Solved – the equivalent of the complexity parameter ( rpart in R ) in python for regression trees (sklearn)

pythonrrpart

The complexity parameter decides when to stop splitting. what is its equivalent in python. As decreasing the cp tends to increase the accuracy in the prediction, so is there a similar parameter in python ?

Best Answer

First, we need to understand what complexity is in the context of rpart implementation of the CART algorithm (Classification and Regression Trees). It is a way to evaluate the quality of a potential split when growing your tree, or more specifically, it is the amount by which splitting that node would decrease the relative error. There are other ways of evaluating split quality (gain ratio, gini index, etc.), but rpart uses complexity.

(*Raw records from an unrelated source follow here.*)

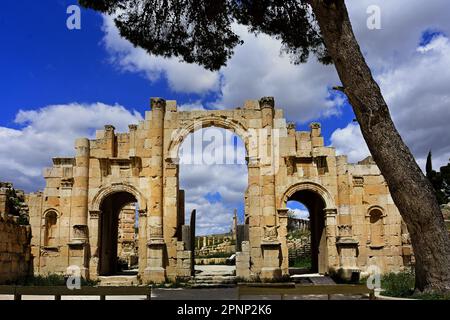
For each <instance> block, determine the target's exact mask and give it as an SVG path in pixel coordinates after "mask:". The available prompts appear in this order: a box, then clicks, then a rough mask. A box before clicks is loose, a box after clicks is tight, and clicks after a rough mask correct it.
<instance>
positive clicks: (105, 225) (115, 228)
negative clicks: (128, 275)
mask: <svg viewBox="0 0 450 320" xmlns="http://www.w3.org/2000/svg"><path fill="white" fill-rule="evenodd" d="M137 206H138V203H137V199H136V197H135V196H134V195H132V194H131V193H128V192H116V193H112V194H110V195H108V196H107V197H106V198H105V199H104V200H103V201H102V203H101V206H100V211H101V219H100V224H99V250H98V253H99V266H98V274H99V275H100V276H110V275H117V274H133V271H131V270H132V269H131V268H132V267H134V266H137V264H138V254H137V253H138V248H137V243H138V239H137V227H138V219H137V217H136V211H137V209H138V208H137ZM130 229H131V230H130ZM128 258H129V259H128ZM125 262H126V263H125ZM134 273H137V270H136V272H134Z"/></svg>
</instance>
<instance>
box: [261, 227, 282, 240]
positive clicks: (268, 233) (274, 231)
mask: <svg viewBox="0 0 450 320" xmlns="http://www.w3.org/2000/svg"><path fill="white" fill-rule="evenodd" d="M279 227H280V226H264V236H263V239H262V240H263V241H265V242H277V241H278V228H279Z"/></svg>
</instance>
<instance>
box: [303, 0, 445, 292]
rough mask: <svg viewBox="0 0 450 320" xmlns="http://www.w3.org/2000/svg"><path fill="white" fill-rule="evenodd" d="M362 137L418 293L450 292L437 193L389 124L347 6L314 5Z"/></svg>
mask: <svg viewBox="0 0 450 320" xmlns="http://www.w3.org/2000/svg"><path fill="white" fill-rule="evenodd" d="M309 2H310V5H311V7H312V9H313V12H314V14H315V16H316V19H317V21H318V24H319V27H320V30H321V33H322V36H323V39H324V42H325V45H326V47H327V49H328V51H329V54H330V56H331V57H332V59H333V61H334V64H335V67H336V69H337V72H338V74H339V77H340V79H341V81H342V84H343V91H344V93H345V94H346V95H347V97H348V99H349V102H350V104H351V105H352V108H353V111H354V113H355V115H356V119H357V120H358V123H359V125H360V127H361V131H362V134H363V137H364V139H365V141H366V143H367V146H368V147H369V150H370V152H371V154H372V156H373V158H374V160H375V162H376V163H377V165H378V167H379V168H380V171H381V173H382V175H383V176H384V178H385V179H386V182H387V184H388V187H389V190H390V192H391V195H392V199H393V200H394V203H395V205H396V206H397V208H398V210H399V211H400V214H401V216H402V218H403V220H404V221H405V223H406V225H407V228H408V232H409V233H410V236H411V243H412V246H413V250H414V255H415V259H416V264H415V274H416V289H417V290H420V291H440V292H448V291H450V238H449V233H448V231H447V228H446V226H445V223H444V219H443V216H442V212H441V210H440V207H439V204H438V202H437V199H436V196H435V193H434V190H433V187H432V186H431V183H430V182H429V181H428V179H427V178H426V177H425V175H424V174H423V172H422V171H421V169H420V168H419V166H418V165H417V163H416V161H415V159H414V157H413V155H412V154H411V151H410V150H409V149H408V147H407V146H406V144H405V143H404V142H403V140H402V138H401V136H400V134H399V133H398V131H397V129H396V128H395V125H394V123H393V121H392V119H391V116H390V113H389V109H388V106H387V104H386V102H385V100H384V98H383V96H382V94H381V90H380V88H379V86H378V84H377V83H376V81H375V80H374V79H373V76H372V73H371V71H370V69H369V67H368V65H367V63H366V61H365V59H364V56H363V55H362V53H361V50H360V47H359V45H358V42H357V40H356V38H355V35H354V33H353V30H352V26H351V23H350V19H349V16H348V12H347V8H346V5H345V2H344V0H310V1H309Z"/></svg>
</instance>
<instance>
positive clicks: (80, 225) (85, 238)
mask: <svg viewBox="0 0 450 320" xmlns="http://www.w3.org/2000/svg"><path fill="white" fill-rule="evenodd" d="M87 235H88V227H87V226H86V225H81V224H76V225H74V226H73V240H81V241H86V239H87Z"/></svg>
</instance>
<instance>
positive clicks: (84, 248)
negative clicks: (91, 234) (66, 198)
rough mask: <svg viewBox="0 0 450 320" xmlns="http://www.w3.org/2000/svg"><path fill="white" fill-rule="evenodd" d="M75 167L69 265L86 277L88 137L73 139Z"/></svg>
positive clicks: (87, 186)
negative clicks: (74, 140) (76, 269)
mask: <svg viewBox="0 0 450 320" xmlns="http://www.w3.org/2000/svg"><path fill="white" fill-rule="evenodd" d="M75 150H76V155H75V167H74V171H73V179H74V181H73V189H72V207H71V217H70V222H71V223H70V224H71V237H70V241H69V244H68V245H69V265H76V266H79V267H80V268H81V275H82V276H83V277H88V276H89V275H88V269H87V266H86V261H87V258H88V257H87V253H88V252H87V250H86V248H87V243H88V239H87V235H88V231H87V216H88V192H89V158H90V143H89V139H86V138H81V139H77V140H76V141H75Z"/></svg>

If you take a look a look at the sklearn documentation, complexity doesn't get mentioned in the possible values for the "criterion" parameter. Instead, you have the option of choosing "gini" for gini index and "entropy" for gain ratio.

Long story short, there is no direct equivalent, as that specific criterion isn't mentioned.

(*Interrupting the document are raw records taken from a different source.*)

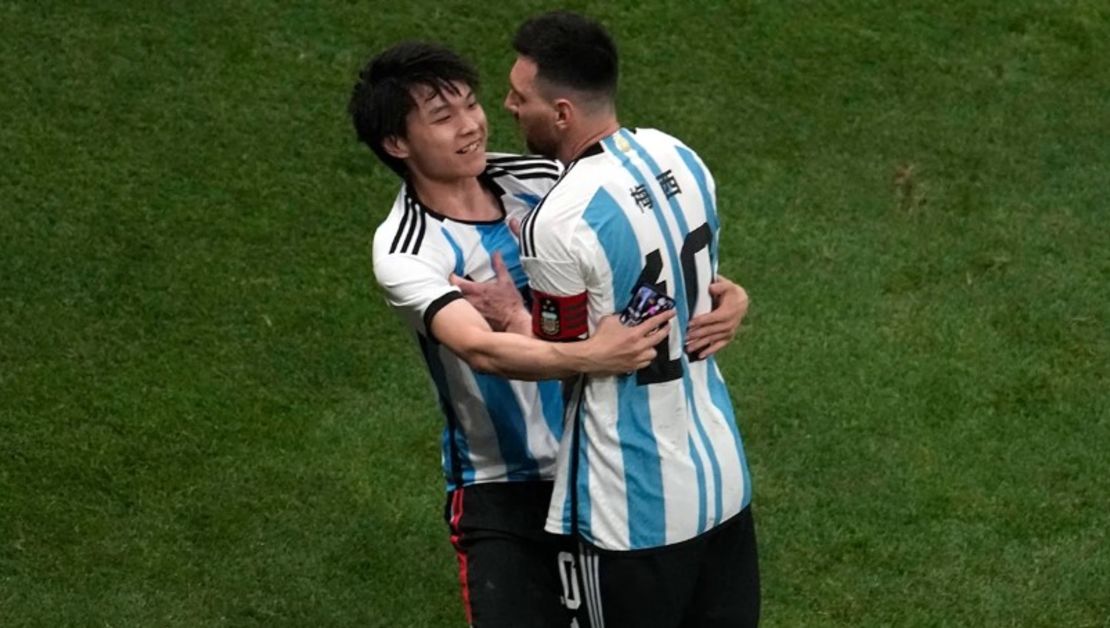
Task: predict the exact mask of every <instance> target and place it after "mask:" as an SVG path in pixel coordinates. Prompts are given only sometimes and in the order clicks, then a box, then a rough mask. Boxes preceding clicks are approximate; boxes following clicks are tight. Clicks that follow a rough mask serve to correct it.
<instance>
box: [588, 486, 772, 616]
mask: <svg viewBox="0 0 1110 628" xmlns="http://www.w3.org/2000/svg"><path fill="white" fill-rule="evenodd" d="M579 565H581V568H582V571H583V574H582V576H583V580H584V583H585V594H584V597H585V599H586V602H587V606H588V609H589V617H591V619H592V620H593V622H592V626H593V628H726V627H727V628H740V627H744V628H746V627H753V628H754V627H755V626H757V625H758V624H759V606H760V594H759V558H758V553H757V549H756V533H755V523H754V520H753V517H751V508H750V506H749V507H747V508H745V509H744V510H741V511H740V513H739V514H738V515H736V516H735V517H733V518H731V519H729V520H728V521H725V523H724V524H722V525H719V526H717V527H716V528H714V529H712V530H709V531H707V533H705V534H703V535H700V536H697V537H695V538H693V539H689V540H686V541H683V543H678V544H675V545H668V546H665V547H660V548H655V549H645V550H635V551H604V550H598V549H595V548H592V547H588V546H586V545H584V544H583V545H582V547H581V560H579Z"/></svg>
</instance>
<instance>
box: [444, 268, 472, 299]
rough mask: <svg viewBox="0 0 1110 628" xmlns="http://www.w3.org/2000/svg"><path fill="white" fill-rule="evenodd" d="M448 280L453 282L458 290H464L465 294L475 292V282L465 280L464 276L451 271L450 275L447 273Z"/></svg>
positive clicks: (469, 293)
mask: <svg viewBox="0 0 1110 628" xmlns="http://www.w3.org/2000/svg"><path fill="white" fill-rule="evenodd" d="M447 281H448V282H450V283H451V285H453V286H455V287H457V288H458V291H460V292H462V293H463V294H464V295H466V294H474V292H475V284H474V282H472V281H470V280H464V278H463V277H461V276H458V275H456V274H455V273H451V274H450V275H447Z"/></svg>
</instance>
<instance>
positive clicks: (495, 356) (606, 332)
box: [430, 298, 674, 379]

Also, a word of warning about your statement that "decreasing the cp tends to increase the accuracy in the prediction," you need to be careful with that. By decreasing cp, you are essentially making splitting easier, regardless of whether or not a split makes sense in any generalizable way. You are more likely over fitting your model. I would highly suggest doing out of sample validation on your models to find the sweet spot for your tuning parameters.